Moreover, what the watchman did, the manner of performance, the duties exacted were essentially the same as other employees, and were not so isolated from operations that a genuine outside agency to “keep care” would likely have been entrusted with them. The terminal was relatively small, completely fenced in, requiring no patrolling rounds. An important activity was to receive, handle, and relay for action telephone calls, many of them emergencies, from trucks on the road and to make certain that truck drivers logged in and out. 7

There was nothing done which required extraordinary skill or training, facilities, equipment, or organization which an outside agency could better have supplied or to warrant transferring management, discretion, control 8 and supervision of it to such outsider.

On this analysis, in this setting, if this simple, routine performance of an unskilled task to be undertaken by a single individual suffices, Strickland could mold individuals or minute groups *128 into convenient categories, and then package, wrap and label them as independent contractors. That would frustrate the Act.

Only one factor gives us pause: The contract permitted, and each occasionally used substitutes whose wages were paid by Foster 9 or Baccus. 10 We believe, however, that in this total atmosphere this merely reflected an acquiescence in a practice or an implied right in the contract of employment, as such, rather than a manifestation of a business operation by each as entrepreneur. 11

A watching and protection service may constitute a permissible independent contract, 12 but on the applicable standards 13 we hold this to be employment, and as such in violation of the Act.

We, therefore, reverse No. 15428 (Foster) with directions to issue such orders as may be necessary to assure compliance in the future. Walling v. Florida Hardware Co., 5 Cir., 142 F.2d 444; Walling v. Youngerman-Reynolds Hardware Co., 325 U.S. 419, 65 S.Ct. 1242, 89 L.Ed. 1705; Walling v. Shenandoah-Dives Mining Co., 10 Cir., 134 F.2d 395; Walling v. Reid, 8 Cir., 139 F.2d 323; Fleming v. Jacksonville Paper Co., 5 Cir., 128 F.2d 395, modified on other grounds Walling v. Jacksonville Paper Co., 317 U.S. 564, 63 S.Ct. 332, 87 L.Ed. 460; Walling v.

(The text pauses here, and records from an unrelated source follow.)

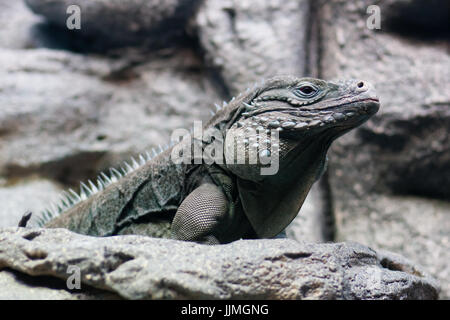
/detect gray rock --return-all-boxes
[0,228,438,299]
[195,0,309,95]
[0,0,41,49]
[320,1,450,297]
[25,0,198,47]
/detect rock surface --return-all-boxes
[0,228,438,299]
[25,0,199,47]
[196,0,309,95]
[320,1,450,298]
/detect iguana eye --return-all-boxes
[294,84,318,98]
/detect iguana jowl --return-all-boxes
[30,76,379,244]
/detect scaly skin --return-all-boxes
[37,76,379,244]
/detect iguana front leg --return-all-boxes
[172,183,229,244]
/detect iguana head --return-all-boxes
[215,76,379,238]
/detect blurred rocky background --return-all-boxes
[0,0,450,299]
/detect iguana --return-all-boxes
[28,76,379,244]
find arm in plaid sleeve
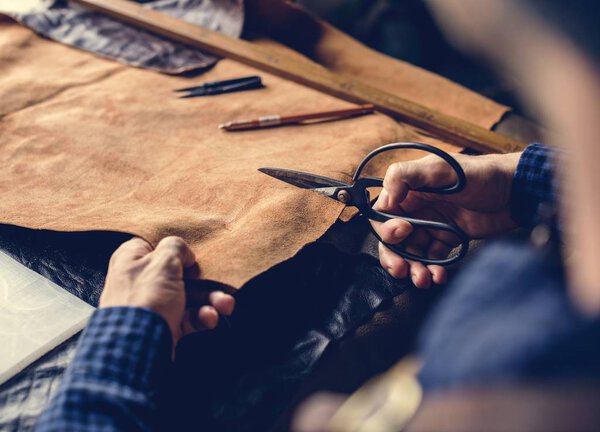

Panther Creek Mines, 7 Cir., 148 F.2d 604.

The Baccus claim is reversed for a new trial on the issue of the amount of unpaid statutory overtime, as we believe all of the evidence 14 should be freely received, analyzed and weighed in the light *129 of the existence of employment with whatever advantages the law accords to that status in establishing a claim under the Act. Anderson v. Mt. Clemens Pottery Co., 328 U.S. 680, 687-688, 66 S.Ct. 1187, 90 L.Ed. 1515, and see Mitchell v.